The guys in England used the roof hatch for a few “rolling” hunting trips out on the farm.  It started and drove wonderfully each time.  As we grew more curious, we started to poke around the vehicle to see what the real condition she was in. It turned out that the years of service in Africa were very kind to this particular adventuring Land Rover.  Aside from some surface corrosion on the doors and a bit of surface rust on the chassis, she was a rather solid little Landy.

Importing the Land Rover Defender 110 Safari Truck to America

Truth be told, I was a little jealous that I didn’t get to enjoy the fun they were having with the Safari Defender.  The world was on lockdown and I was unable to travel to our English shop.  I told Tom and Andrew in the Salisbury workshop that they should prep the Defender for travel.  She was moving to America!

We had grand dreams of doing something with the Defender but found ourselves well behind on other projects.  After a spirited weekend of driving – and discovering a nasty little wobble at 55mph, she was parked up again in front of our Minneapolis workshop where she sat until today.

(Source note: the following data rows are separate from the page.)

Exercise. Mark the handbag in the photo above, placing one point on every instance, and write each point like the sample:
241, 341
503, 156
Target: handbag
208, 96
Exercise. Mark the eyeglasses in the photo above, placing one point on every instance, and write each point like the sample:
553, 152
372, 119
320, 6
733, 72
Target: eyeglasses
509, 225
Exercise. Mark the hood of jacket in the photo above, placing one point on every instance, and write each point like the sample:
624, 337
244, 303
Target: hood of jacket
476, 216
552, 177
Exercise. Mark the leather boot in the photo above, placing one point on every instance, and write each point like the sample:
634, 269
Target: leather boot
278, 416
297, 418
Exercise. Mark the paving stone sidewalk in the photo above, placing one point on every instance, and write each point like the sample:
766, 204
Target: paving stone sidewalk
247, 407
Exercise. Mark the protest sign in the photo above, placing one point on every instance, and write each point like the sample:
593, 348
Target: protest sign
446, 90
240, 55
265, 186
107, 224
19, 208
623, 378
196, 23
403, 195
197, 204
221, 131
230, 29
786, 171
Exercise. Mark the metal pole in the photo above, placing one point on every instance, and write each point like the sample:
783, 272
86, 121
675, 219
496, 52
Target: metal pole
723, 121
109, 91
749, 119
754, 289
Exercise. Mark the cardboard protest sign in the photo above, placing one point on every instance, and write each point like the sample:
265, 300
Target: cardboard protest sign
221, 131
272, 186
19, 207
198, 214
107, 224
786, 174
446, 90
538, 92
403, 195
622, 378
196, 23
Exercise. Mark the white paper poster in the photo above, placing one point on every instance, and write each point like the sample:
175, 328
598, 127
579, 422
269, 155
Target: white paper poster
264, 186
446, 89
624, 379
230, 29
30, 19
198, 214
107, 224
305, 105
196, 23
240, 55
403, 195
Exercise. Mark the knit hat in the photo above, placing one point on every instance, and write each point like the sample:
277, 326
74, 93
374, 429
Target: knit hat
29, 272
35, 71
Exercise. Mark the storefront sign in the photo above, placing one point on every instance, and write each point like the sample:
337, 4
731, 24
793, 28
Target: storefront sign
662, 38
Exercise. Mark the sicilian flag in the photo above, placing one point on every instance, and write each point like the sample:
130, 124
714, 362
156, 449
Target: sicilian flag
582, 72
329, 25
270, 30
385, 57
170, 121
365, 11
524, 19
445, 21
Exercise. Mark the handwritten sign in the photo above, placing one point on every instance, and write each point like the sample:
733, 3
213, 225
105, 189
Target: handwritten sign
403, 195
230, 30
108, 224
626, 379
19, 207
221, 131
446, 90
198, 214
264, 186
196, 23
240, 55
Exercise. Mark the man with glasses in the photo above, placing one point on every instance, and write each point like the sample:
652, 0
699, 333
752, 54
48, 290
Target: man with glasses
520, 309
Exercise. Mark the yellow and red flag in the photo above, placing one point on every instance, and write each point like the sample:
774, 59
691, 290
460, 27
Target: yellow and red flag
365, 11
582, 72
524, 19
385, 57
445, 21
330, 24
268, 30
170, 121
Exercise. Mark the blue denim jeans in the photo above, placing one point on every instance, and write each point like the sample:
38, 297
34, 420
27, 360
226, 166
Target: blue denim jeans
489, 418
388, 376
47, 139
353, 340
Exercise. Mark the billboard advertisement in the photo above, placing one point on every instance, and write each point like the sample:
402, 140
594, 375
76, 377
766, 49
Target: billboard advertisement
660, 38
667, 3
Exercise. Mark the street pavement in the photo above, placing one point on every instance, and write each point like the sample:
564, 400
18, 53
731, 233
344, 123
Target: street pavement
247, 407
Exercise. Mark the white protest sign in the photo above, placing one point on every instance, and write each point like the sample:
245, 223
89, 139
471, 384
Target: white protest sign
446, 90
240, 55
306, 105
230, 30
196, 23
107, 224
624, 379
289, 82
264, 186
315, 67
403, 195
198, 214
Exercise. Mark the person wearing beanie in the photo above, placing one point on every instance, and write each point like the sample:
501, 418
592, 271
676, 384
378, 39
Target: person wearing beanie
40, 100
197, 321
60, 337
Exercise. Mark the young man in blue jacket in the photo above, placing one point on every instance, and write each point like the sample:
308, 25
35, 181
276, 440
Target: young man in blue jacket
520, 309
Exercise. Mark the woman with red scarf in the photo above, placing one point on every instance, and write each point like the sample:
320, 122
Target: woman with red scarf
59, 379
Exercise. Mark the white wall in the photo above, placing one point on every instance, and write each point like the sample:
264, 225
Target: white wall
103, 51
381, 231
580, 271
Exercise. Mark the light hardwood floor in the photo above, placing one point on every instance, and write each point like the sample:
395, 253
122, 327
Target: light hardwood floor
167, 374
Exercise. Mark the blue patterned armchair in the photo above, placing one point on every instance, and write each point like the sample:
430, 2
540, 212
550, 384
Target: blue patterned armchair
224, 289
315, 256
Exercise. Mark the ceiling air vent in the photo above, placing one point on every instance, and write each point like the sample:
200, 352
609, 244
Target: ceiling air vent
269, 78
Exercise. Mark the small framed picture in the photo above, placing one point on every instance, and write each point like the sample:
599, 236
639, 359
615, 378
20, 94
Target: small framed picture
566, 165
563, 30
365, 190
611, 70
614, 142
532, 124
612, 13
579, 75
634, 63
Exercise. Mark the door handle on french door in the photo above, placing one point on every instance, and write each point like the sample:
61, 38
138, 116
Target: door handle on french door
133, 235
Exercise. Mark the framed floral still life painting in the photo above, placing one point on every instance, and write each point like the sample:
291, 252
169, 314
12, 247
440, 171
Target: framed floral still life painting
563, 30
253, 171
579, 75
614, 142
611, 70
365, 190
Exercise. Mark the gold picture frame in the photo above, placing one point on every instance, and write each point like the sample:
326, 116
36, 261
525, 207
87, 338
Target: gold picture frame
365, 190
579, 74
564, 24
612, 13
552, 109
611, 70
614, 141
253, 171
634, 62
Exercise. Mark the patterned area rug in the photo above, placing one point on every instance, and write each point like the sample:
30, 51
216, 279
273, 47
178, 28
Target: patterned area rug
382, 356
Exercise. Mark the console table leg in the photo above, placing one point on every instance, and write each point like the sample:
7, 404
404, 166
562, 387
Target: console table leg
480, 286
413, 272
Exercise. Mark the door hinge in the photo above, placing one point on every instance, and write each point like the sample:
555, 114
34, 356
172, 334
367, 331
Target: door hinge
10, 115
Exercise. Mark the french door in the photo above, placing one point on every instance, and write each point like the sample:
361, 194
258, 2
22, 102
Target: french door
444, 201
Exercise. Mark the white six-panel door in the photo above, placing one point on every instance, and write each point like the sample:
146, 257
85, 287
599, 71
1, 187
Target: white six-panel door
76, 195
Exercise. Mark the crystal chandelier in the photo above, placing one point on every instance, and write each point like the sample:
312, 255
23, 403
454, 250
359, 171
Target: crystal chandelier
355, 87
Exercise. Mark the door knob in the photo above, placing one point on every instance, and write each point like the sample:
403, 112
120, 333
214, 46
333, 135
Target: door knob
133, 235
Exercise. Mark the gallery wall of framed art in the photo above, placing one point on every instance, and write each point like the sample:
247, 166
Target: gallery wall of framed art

Project Mombasa – A Preservation Story

We don’t restore all the vehicles we get into the workshop. Some are just too interesting to do anything other than sorting them out mechanically and enjoy them for what they are.  The story of Mombasa (named because of her service in Kenya) is one of saving her heritage and history of adventure, but ensuring she is as solid and as reliable as a full nut-and-bolt restoration.

We spent the better part of a day poking around this gem of a Defender, making a mental list of items that needed to be addressed – including spending the better part of an afternoon figuring out the extended fuel tank we found hidden under the driver’s seat.

We decided that we would try to save this old Land Rover Defender 110 in a very unique way.  We want to find a way to preserve every bit of the patina on the vehicle while making her fit for long overland adventures.  We will feature her in our latest Bishop+Rook Defender TV Defender Rescue series.   We’re not quite sure how far we will go, but the hope is that we will be able to share our knowledge of Land Rover Defender restoration through the eyes of saving this one from the terrible fate of either rusting away in a field – or worse – being fully restored and eliminating her charm.